When dealing with basin-scale geological studies, two key elements need to be considered: understanding the temporal relationships of geological events with the help of a PSE (Petroleum System Event) chart and identifying the spatial representation of the petroleum system elements of a basin, expressed as Play Fairway maps or Common Risk Segment maps. In both cases, an important source of information consists of unstructured documents (papers from different publishers or company technical reports) containing the textual description of the geological events of a basin, as well as pictures where Play Fairway maps or Common Risk Segment maps are represented as images. The automatic construction of a PSE chart using powerful cognitive tools, such as Knowledge Graphs, has already been documented in a previous OMC paper [1]. This work focuses on an advanced Artificial Intelligence approach to process the pictures contained in the papers and transform them into a workable representation for the explorationist, such as fully georeferenced GIS (Geographic Information System) objects that can be displayed side by side with all the traditional information available in the GIS system (e.g., basins, reservoirs, wells).
In order to achieve this goal, the pictures in the papers must be processed with very advanced automatic algorithms, such as: Image Classification algorithms, to distinguish images that can be considered as maps from images with different content (e.g. well logs, seismic sections, SEM images); OCR (Optical Character Recognition) algorithms, capable of extracting the textual content of the image; Advanced Artificial Intelligence algorithms, capable of understanding if the textual information extracted from the images can be associated to elements that can be georeferenced (e.g. well names of known coordinates and the corresponding well symbols; geographical coordinates (latitude/longitude) displayed on the border of the image or along a rectangle within the image); GIS processing algorithms, capable of transforming the images, enriched with the geolocation information extracted in the previous steps, into georeferenced objects that can be displayed on a GIS application.
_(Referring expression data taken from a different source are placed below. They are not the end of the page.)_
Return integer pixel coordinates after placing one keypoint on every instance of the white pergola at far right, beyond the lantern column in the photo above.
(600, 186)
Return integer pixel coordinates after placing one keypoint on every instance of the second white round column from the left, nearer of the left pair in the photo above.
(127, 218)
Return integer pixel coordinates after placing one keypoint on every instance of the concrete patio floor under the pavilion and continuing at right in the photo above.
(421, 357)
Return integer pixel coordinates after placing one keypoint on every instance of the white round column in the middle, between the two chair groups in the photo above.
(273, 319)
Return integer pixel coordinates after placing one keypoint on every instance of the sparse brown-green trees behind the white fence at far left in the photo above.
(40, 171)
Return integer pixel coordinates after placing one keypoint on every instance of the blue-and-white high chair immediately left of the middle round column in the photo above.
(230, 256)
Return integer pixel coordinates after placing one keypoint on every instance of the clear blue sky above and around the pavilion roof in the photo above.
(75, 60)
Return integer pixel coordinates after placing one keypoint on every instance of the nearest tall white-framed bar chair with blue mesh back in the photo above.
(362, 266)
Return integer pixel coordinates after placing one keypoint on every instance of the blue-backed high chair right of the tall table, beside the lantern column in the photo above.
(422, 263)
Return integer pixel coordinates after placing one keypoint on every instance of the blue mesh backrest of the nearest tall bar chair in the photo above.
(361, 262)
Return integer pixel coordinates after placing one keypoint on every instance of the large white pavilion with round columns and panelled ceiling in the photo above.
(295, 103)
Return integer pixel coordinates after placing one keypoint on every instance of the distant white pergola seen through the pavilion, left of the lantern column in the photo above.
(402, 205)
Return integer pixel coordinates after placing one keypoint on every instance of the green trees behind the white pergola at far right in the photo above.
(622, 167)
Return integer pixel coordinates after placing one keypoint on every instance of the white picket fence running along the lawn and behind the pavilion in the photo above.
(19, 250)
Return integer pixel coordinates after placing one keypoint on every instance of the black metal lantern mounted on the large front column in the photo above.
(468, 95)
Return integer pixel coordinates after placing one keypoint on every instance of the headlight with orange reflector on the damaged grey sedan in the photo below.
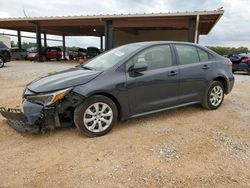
(49, 98)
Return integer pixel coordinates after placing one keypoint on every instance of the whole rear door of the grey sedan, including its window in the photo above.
(193, 72)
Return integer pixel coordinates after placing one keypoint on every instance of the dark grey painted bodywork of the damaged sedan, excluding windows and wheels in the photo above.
(135, 94)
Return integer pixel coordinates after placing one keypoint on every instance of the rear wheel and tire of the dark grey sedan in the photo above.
(214, 96)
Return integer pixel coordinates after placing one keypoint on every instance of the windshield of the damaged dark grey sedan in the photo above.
(111, 58)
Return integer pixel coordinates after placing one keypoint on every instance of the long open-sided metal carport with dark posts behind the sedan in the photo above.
(118, 29)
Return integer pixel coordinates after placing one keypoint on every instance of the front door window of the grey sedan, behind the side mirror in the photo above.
(155, 57)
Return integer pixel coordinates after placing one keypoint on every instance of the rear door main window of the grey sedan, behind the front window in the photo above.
(187, 54)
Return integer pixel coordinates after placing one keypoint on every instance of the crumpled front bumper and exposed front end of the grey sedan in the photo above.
(36, 118)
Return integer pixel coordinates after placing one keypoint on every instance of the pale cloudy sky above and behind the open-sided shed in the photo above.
(233, 29)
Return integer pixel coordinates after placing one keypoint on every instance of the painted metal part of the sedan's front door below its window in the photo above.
(152, 89)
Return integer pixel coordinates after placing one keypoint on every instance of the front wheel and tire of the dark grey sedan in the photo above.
(88, 121)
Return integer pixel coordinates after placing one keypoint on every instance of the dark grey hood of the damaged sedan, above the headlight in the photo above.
(63, 79)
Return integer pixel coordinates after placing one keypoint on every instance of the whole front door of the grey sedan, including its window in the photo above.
(157, 87)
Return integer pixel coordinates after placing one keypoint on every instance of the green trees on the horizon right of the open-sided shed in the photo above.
(228, 50)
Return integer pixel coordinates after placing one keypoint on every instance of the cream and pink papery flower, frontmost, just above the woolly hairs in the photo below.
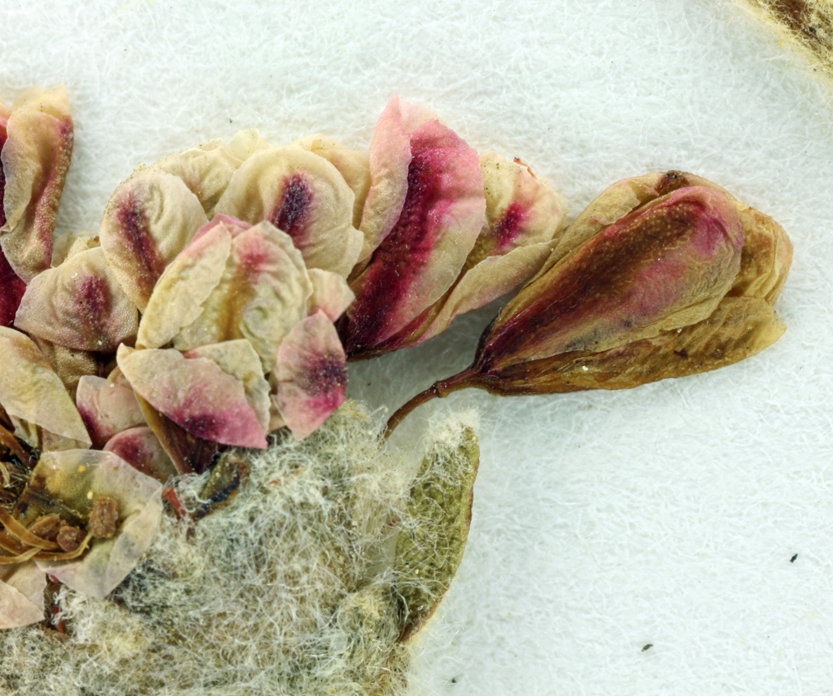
(237, 338)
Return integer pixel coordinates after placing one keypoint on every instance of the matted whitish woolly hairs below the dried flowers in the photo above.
(291, 588)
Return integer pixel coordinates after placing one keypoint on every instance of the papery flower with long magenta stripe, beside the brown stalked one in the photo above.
(445, 232)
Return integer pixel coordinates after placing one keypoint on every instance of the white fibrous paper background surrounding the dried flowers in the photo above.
(603, 522)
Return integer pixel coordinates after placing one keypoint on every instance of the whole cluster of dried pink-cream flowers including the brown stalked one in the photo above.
(230, 283)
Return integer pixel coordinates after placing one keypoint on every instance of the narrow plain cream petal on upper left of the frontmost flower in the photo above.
(178, 297)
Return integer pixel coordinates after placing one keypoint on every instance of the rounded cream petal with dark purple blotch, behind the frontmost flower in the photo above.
(303, 195)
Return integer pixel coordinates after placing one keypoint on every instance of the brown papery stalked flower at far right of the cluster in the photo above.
(663, 275)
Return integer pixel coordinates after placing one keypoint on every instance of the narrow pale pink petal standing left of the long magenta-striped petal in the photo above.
(390, 156)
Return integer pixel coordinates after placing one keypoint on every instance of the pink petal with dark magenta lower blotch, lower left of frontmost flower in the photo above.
(195, 394)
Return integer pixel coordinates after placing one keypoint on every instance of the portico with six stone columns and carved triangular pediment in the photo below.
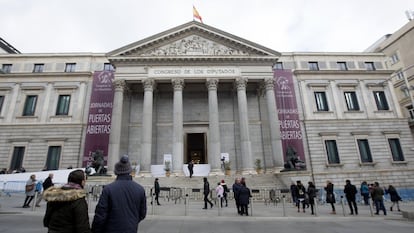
(195, 92)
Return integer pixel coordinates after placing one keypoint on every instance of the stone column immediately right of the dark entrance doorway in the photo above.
(214, 149)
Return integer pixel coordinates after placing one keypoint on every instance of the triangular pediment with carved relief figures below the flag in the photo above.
(193, 40)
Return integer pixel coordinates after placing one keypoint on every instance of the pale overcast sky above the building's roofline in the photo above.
(45, 26)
The paper will describe the challenges that had to be faced and the algorithms that have been applied.
To discriminate the images representing maps from those representing other entities (well logs, seismic sections, etc), deep learning models act as very efficient image classifiers. However, the challenge was to build a large training set of images, associated with their classification label. For this purpose, we leveraged on the textual analysis capabilities of the Knowledge Graphs, capable of associating each picture to the corresponding caption, and pre-classifying the images based on their captions. This allowed to build a large training set in a semi-automatic way, just quality checking the classification label based on the caption of the pictures.
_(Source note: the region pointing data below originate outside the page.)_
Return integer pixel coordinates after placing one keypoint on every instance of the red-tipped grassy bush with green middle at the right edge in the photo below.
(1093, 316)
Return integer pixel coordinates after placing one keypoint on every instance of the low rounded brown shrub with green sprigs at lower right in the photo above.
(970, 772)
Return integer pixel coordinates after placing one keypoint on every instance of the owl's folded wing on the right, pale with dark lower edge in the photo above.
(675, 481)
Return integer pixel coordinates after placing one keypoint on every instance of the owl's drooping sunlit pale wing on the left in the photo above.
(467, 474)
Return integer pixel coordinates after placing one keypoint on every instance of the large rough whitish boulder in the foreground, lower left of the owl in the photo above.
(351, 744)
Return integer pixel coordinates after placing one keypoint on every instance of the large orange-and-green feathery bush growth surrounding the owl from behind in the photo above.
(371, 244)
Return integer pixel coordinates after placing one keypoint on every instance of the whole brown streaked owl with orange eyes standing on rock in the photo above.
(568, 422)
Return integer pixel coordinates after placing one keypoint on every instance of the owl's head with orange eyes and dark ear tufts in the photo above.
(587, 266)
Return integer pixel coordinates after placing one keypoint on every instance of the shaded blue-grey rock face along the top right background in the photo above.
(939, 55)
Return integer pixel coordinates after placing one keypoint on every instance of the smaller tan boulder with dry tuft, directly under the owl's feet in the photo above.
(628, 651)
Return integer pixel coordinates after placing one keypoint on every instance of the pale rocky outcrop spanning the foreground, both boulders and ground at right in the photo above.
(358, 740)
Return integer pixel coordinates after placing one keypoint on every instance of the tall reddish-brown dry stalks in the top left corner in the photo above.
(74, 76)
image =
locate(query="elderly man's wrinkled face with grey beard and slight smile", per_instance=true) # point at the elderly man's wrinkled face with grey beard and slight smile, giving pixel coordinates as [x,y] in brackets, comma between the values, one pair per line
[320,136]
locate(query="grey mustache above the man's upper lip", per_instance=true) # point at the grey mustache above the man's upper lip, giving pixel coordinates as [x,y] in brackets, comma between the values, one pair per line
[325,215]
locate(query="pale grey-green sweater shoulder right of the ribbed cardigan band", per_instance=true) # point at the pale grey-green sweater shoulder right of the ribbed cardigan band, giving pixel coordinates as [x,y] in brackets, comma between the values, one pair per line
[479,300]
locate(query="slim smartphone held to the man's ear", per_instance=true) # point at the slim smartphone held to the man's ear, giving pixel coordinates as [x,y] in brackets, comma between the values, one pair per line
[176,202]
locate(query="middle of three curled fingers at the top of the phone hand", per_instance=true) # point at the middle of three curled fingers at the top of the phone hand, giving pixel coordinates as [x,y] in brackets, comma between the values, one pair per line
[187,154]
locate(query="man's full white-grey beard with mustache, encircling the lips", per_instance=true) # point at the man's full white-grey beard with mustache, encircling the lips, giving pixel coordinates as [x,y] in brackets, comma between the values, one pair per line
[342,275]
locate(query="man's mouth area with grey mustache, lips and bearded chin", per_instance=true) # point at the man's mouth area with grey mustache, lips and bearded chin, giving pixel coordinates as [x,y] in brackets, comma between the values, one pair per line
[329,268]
In case of images containing well names, the first difficulty is to understand if the text extracted by the OCR algorithm from the image actually represents a well name. The text can be compared with an official database of worldwide wells; however, the names might not exactly correspond; therefore fuzzy search techniques need to be used to assess the similarity between the names. Moreover, it is needed to handle ambiguities and inconsistencies (the same well names might be used in multiple countries). The second difficulty is the correct association of the well names displayed in the image with the corresponding symbols (circles, stars, squares) used to represent the well location on the map. For this last task, a Machine Learning approach has been used to train a well marker detector.
In case of pictures containing geographical coordinates (latitude/longitude) displayed on the border of the image or along a rectangle within the image, a variety of image analysis algorithms have been used to handle several challenges. The first one is represented by images with multiple sub-images, where the key problem is to identify the right rectangle around which the geographic coordinates are displayed. A second challenge is the correct identification of the tick marks on the coordinate axes and associate them to the label of the coordinate. This is a very difficult task, due to the presence of slopes in maps, intersections with text and necessity of a fine tuning to determine the best neighbourhood of the coordinates where marks must be searched.
Finally, the paper will describe how an automatic quality control of the georeferenced image is performed to ensure that only high-quality results are imported into Eni’s GIS system. The paper will finally describe the results that have been achieved with a few examples of the georeferenced maps that have been generated, side by side with the traditional GIS objects (wells, reservoirs, basins).